De la porte, il regardait Maria Verdi qui remuait des fichiers sans émettre un seul son, et qui vivait depuis trente ans comme ça, dans les murmures de cette vie retenue. Il lui fit comprendre par signes qu’il voulait lui parler, et elle l’emmena dans les réserves qui s’ouvraient derrière son bureau.

— Les réserves, dit-elle avec une fierté de propriétaire.

— Que pensez-vous de ces vols, madame Verdi ?

— Mgr Vitelli m’en a parlé. C’est affreux, mais je n’ai rien à dire là-dessus, je ne lui suis d’aucune aide. Vous imaginez que je connais bien tous les habitués des archives. Et je n’en vois aucun qui pourrait faire une chose comme celle-là. J’en ai connu un, il y a très longtemps, qui découpait les gravures au rasoir, dans la grande salle. On ne pouvait pas dire qu’il avait la tête à ça, mais on ne peut pas dire non plus qu’il avait l’air tout à fait normal. Mais enfin, les têtes de ceci, les têtes de cela, qu’est-ce que ça veut dire au fond ?

— Le voleur est probablement à chercher parmi les connaissances d’Henri Valhubert. L’éditeur Baldi, par exemple.

— Il vient souvent. Impossible de le soupçonner. Il faut du courage pour agir comme ça, et je ne crois pas qu’il aurait le tempérament nécessaire.

— Claude Valhubert et ses deux amis ?

— Vous les avez vus ?

— Pas encore.

— La police les soupçonne ? Dans ce cas, elle perd vraiment son temps. Ils ne pensent pas assez aux archives pour avoir l’idée d’en voler. Ce sont des garçons délicieux, encore que Néron soit souvent embarrassant et bruyant.

— C’est-à-dire ?

— Irrespectueux. Il est irrespectueux. Quand il me rend un manuscrit, il le soulève à cinquante centimètres au-dessus de la table et il le laisse tomber d’un coup, exprès pour me rendre folle, j’imagine. Il sait bien que ça me met hors de moi. Mais il le fait tout le temps, et il dit à haute voix : « Voilà le papyrus, ma chère Maria ! », ou alors il dit : « Je te rends ce torchon, Maria-Sainte-Conscience-des-Archives-Sacrées ! », ou bien « Sainte-Conscience » tout court, ça dépend des jours, il y a des variantes, il en invente sans arrêt. Je sais bien qu’entre eux ils m’appellent comme ça : « Sainte-Conscience-des-Archives ». S’il continue ce genre de plaisanteries, je serai bien obligée de lui interdire les consultations. Je l’ai prévenu, mais il continue, il s’en fiche, on dirait. Et si je faisais ça, les deux autres seraient furieux.

Elle rit un peu.

— Surtout, n’allez pas raconter ces enfantillages. Je ne sais pas moi-même pourquoi je vous les raconte, d’ailleurs. Enfin, ils sont comme ça.

— Il faudrait resserrer votre vigilance, madame Verdi. Éviter la moindre distraction qui permette au voleur de faire son coup. Vous arrive-t-il de laisser l’accès aux réserves sans surveillance ?

— Monsieur, avec les archives, les « distractions » ne sont pas autorisées. Depuis trente ans, aucun mouvement ne m’a échappé ici. De mon bureau, et même si je travaille, je vois tous les lecteurs. S’il se fabrique quelque chose de suspect, je le sens aussitôt. Il y a par exemple des documents qu’on ne peut feuilleter qu’avec des pinces, pour ne pas les tacher. Eh bien, si quelqu’un y pose un ongle, je le sais.

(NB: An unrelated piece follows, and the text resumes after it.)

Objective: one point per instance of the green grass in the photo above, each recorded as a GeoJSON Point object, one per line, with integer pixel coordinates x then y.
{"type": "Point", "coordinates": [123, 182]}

Valence hocha la tête. Maria était comme un animal spécialisé. Depuis trente ans, elle avait consacré l’énergie de ses cinq sens à veiller sur la Bibliothèque. Dans la rue, elle devait être aussi infirme qu’une taupe à l’air libre, mais ici, on voyait mal en effet comment on aurait pu échapper à sa perception.

— Je vous crois, dit Valence. Cependant, s’il se passait quelque chose d’anormal…

— Mais c’est qu’il ne se passe rien d’anormal.

Valence sourit et partit. Maria ne pouvait pas envisager qu’on vole à la Vaticane. C’était normal. C’est comme si on avait essayé de la déshonorer personnellement. Et comme personne n’avait l’air de songer à déshonorer Maria, personne ne volait à la Vaticane. C’était logique.